The number of international students at UK universities has risen by 35 percent over the past five years, and has more than doubled since 2000-01, according to new data from the Higher Education Statistics Agency (HESA).
Their latest report provides details of student enrolments and qualifications obtained by higher education students at higher education institutions in the UK for the academic year 2010/11. It also includes information from the HESA Aggregate Offshore Record. This record captures students studying wholly outside the UK who are either registered with the reporting institution or who are studying for an award of the reporting institution.
The total number of international students at UK universities now stands at over 298,000. Despite this, the proportion from outside the European Union compared with domestic and EU students has remained fairly constant, rising from 10 percent to 12 percent in five years.
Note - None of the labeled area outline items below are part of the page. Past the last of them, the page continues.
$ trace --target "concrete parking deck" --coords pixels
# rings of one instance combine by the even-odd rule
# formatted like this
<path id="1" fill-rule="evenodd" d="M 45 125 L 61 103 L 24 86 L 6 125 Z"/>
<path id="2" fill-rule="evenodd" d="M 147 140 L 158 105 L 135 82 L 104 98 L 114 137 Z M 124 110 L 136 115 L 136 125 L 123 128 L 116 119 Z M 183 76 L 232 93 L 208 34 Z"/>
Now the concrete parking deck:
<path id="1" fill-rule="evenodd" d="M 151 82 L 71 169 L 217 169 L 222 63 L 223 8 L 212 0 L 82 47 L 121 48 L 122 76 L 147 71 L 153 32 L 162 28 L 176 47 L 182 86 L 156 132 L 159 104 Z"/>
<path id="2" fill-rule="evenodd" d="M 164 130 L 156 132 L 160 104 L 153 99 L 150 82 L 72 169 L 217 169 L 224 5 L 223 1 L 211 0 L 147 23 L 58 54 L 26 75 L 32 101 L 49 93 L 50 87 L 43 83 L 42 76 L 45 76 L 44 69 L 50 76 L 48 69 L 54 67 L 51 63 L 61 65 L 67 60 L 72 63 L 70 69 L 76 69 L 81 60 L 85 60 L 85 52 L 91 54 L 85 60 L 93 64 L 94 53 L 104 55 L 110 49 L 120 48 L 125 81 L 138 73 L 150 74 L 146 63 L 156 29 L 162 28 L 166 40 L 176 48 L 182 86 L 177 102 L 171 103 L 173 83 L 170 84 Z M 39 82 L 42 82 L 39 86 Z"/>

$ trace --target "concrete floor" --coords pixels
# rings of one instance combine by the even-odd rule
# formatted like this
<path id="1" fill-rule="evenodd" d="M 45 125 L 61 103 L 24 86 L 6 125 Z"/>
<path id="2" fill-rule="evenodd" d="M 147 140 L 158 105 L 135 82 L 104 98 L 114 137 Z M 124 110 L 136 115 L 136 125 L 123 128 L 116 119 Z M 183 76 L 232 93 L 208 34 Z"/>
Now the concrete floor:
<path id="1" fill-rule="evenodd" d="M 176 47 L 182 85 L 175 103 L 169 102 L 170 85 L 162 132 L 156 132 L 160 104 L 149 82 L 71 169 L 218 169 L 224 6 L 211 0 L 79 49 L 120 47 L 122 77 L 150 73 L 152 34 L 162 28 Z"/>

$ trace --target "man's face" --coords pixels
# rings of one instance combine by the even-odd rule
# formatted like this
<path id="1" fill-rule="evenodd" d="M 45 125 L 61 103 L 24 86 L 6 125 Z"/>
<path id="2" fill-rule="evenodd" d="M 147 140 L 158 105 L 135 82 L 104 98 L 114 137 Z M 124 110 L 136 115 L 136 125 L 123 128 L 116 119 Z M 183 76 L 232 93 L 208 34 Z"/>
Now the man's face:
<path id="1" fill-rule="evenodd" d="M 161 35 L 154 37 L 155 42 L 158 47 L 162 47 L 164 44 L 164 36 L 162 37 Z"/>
The largest group of overseas students comes from China, which has accounted for about a fifth of total numbers since 2006-07.
There has been growth in the numbers from India, up from 10 percent of total numbers in 2006-07 to 14 percent in 2009-10. Saudi Arabian and Nigerian student numbers have also risen significantly.
The graph below, provided by a recent Times Higher Education post, plots the upward trend in full-time undergraduate non-EU student numbers in the UK over the past five years. As the numbers have increased, so has the average fee: the University of Oxford charged the most between 2006 and 2007, with Imperial College London taking over in subsequent years.